Es ist halb zwei in der Frankfurter Allee, als die ersten Stimmen leiser werden. Drinnen, hinter der Glasscheibe von Sevims Späti, läuft ein Radio mit dem Volume so weit aufgedreht, dass man die Sprecherin kaum versteht. Sie redet über das Wetter morgen.
„Späti ist kein Kiosk“, sagt Sevim, während sie ein Sechserpack aus dem Regal nimmt. „Kiosk ist Bahnhof. Späti ist Wohnzimmer.“ Sie sagt das ohne Pathos, mit der Sicherheit von jemandem, der seit zwölf Jahren denselben Satz sagt. Dahinter, an der Scheibe, klebt ein DIN-A4-Zettel: „Letzte Bestellung 4:30.“
Die zweite Schicht der Stadt
Berlin hat etwa 1.200 Spätis, eine Zahl, die sich seit 2015 kaum verändert hat. Was sich verändert hat, ist das Klientel. Nicht mehr nur Bauarbeiter und Studenten, die nach 22 Uhr ein Bier wollen. Heute kommen Krankenhausschicht-Wechsler, Lieferfahrer, Sicherheitsleute. Menschen, die in Schichten leben, in denen die Supermärkte schließen.
Was sie suchen, ist mehr als ein Erfrischungsgetränk. Sie suchen einen Ort, an dem das Licht angeht, wenn überall sonst die Rollladen runter sind. Sevim kennt sie alle. „Den Lieferfahrer, der jeden Mittwoch um drei kommt — der heißt Volkan, hat zwei Kinder, fährt für Lieferando seit der Pandemie.“ Sie lacht. „Ich kenne sein Leben besser als seine Frau.“
Was verschwindet, wenn ein Späti schließt
Vergangenen Frühling schloss in Neukölln der Späti von Mehmet Aydın nach 31 Jahren. Die Miete war zuletzt auf 4.200 Euro im Monat gestiegen. Mehmet, 58, sagte in einem RBB-Interview, er habe das letzte halbe Jahr „nicht mehr für sich gearbeitet, sondern für den Vermieter“. Was zurückblieb, ist eine Lücke im Gehweg, vor der jetzt eine BMW-Niederlassung steht.

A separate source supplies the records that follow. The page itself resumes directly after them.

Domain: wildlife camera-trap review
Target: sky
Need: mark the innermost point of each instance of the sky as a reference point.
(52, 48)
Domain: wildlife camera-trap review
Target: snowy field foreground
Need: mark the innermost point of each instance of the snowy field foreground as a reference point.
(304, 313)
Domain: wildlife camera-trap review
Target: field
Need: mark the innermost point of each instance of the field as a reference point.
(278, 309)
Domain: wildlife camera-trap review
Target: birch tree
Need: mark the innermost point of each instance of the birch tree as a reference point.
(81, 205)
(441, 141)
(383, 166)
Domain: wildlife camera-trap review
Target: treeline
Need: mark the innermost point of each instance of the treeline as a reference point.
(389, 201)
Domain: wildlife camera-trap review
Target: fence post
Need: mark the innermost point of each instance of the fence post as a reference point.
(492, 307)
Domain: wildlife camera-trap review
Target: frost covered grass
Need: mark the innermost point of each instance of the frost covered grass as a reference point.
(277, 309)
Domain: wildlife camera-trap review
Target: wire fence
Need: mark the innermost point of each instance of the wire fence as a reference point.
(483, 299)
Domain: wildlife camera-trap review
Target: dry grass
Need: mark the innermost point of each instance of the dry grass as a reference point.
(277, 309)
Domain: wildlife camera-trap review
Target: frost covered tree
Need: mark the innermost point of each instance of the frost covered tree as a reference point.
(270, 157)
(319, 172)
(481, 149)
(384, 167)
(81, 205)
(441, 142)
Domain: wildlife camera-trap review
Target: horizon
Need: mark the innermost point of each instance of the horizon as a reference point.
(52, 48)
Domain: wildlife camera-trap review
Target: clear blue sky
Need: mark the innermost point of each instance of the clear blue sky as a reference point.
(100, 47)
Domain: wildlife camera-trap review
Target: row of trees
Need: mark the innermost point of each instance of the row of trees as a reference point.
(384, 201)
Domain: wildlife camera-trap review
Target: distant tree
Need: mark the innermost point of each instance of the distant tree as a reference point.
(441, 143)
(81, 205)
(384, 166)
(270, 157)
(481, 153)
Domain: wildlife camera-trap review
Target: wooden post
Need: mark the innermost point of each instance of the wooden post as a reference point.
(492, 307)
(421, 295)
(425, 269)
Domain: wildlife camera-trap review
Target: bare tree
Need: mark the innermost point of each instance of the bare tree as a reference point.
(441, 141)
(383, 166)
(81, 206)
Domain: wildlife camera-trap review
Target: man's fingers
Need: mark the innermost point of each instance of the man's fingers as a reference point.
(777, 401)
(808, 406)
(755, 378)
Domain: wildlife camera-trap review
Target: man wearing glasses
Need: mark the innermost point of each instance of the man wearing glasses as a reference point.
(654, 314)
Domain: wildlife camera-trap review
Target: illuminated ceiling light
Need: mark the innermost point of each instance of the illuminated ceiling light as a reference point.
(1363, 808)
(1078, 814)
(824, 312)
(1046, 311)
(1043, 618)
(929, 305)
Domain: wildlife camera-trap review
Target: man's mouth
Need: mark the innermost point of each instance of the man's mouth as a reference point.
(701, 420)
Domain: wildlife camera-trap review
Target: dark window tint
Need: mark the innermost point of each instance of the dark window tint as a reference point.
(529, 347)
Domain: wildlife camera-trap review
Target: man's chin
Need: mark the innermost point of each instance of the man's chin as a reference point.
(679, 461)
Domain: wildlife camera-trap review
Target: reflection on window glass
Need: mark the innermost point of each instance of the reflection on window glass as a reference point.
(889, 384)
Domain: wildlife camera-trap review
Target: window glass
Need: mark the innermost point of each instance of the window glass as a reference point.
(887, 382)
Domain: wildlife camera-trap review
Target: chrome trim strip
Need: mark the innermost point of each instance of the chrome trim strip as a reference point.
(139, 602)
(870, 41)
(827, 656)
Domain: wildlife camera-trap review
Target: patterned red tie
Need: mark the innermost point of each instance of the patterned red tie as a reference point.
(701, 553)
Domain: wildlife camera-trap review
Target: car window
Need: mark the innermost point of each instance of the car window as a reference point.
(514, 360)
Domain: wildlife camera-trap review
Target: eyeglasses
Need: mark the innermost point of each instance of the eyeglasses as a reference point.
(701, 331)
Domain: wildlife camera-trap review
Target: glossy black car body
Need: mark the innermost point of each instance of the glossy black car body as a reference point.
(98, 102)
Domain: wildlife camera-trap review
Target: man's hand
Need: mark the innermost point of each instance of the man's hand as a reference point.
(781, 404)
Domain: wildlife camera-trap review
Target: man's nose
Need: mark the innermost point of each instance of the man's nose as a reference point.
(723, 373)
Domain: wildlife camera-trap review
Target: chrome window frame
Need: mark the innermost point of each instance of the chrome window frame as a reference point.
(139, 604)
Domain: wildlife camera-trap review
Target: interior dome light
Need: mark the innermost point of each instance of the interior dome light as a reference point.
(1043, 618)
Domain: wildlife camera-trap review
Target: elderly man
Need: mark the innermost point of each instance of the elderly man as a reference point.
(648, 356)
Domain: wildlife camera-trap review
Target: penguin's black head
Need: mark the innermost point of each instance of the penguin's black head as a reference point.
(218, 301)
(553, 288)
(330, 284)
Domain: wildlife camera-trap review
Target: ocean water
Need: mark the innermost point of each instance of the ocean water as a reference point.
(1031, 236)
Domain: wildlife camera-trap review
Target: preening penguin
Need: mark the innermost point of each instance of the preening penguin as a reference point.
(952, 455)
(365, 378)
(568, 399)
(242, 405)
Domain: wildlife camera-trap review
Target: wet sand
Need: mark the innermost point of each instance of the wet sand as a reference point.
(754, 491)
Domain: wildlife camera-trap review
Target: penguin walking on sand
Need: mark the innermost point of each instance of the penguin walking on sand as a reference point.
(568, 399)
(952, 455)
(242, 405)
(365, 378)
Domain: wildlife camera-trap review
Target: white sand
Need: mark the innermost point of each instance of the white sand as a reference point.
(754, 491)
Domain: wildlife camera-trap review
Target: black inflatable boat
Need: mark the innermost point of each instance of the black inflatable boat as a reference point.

Die Stadt verändert sich nicht durch große Brüche. Sie verändert sich durch das stille Schließen von Tresen, an denen niemand mehr stand. Wer um zwei Uhr nachts ein Brot braucht, weiß: ein Laden weniger, der offen hat, ist ein Bezirk weniger, in dem man wohnen will.
Eine Stunde noch
Es ist halb vier, als der erste Vogel anfängt. Sevim packt das Wechselgeld aus, stellt die letzten Brötchen aus dem Backautomaten zur Seite. „Eine Stunde noch“, sagt sie, ohne dass jemand gefragt hätte. Draußen läuft jemand vorbei, sieht das Licht, kommt rein. Bestellt einen Kaffee. Sevim drückt den Knopf der Maschine. Es ist eine kleine, unauffällige Geste — aber für eine Stadt, die schläft, ist es alles.